Inoltre, il progetto include attività con giovani e donne, in particolare con un approccio inclusivo nei processi decisionali e di pianificazione degli investimenti territoriali.

Il progetto PUEDES lavorerà  principalmente nei comuni di Puerto Asis, Puerto Caicedo, Orito, Valle del Guamez, Puerto Leguizamo.

"Questo progetto mira a beneficiare 5.000 produttori locali, vittime del conflitto, sfollati ed ex combattenti e promuoverà  la realizzazione di piccole infrastrutture comunitarie prioritarie per le comunità. Le azioni saranno completate con la creazione di un Centro di Formazione Artistica in ogni comune", ha spiegato la Chargé d'Affaires della delegazione dell'UE in Colombia, Rachel Brazier.

Questa è una delle iniziative del Fondo Fiduciario in cui uno Stato Membro, nella fattispecie l'Italia, è coinvolto attivamente. Così il progetto sarà  realizzato dalla ONG italiana CISP (Comitato Internazionale per lo Sviluppo dei Popoli) presente da oltre 35 anni in Colombia in collaborazione con Coopermondo, associazione italiana appartenente a Confcooperative, la Confederazione Nazionale Cooperative Italiane.

Secondo l’Ambasciatrice d'Italia in Colombia, Caterina Bertolini, "il contributo italiano al Fondo Fiduciario rappresenta uno degli elementi di una strategia di sviluppo rurale di più ampio respiro che l'Italia intende sviluppare nei prossimi anni in Colombia, sostenendo tecnicamente e finanziariamente l'attuazione degli accordi di pace soprattutto nel suo punto numero uno, relativo alla riforma rurale integrale.
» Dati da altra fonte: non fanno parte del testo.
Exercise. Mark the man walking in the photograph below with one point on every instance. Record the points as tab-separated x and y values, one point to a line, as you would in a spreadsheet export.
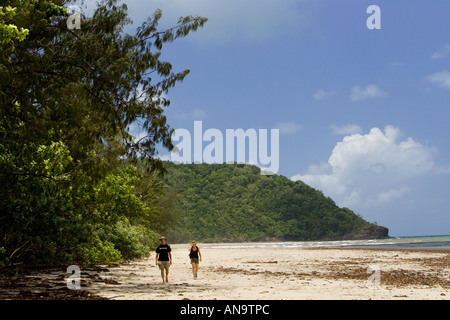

Allo stesso tempo ha evidenziato le grandi potenzialità  del paese in termini di agenda agricola, che l'Italia, con la sua ricchezza ed eccellenze, guarda con grande interesse.

Al momento della firma è stato presente il Alto Consigliere per il Post-conflitto, Rafael Pardo; l'Ambasciatrice d'Italia, Caterina Bertolini; l'Incaricato d'Affari della delegazione UE in Colombia, Rachel Brazier; il Rappresentante del CISP in Colombia, Alvaro Santos; l’Amministratore del Fondo Fiduciario Europeo per la Colombia, Francisco Garcia, la Direttrice del Fondo per la Pace in Colombia, Gloria Ospina e il Direttore di Coopermondo, Danilo Salerno.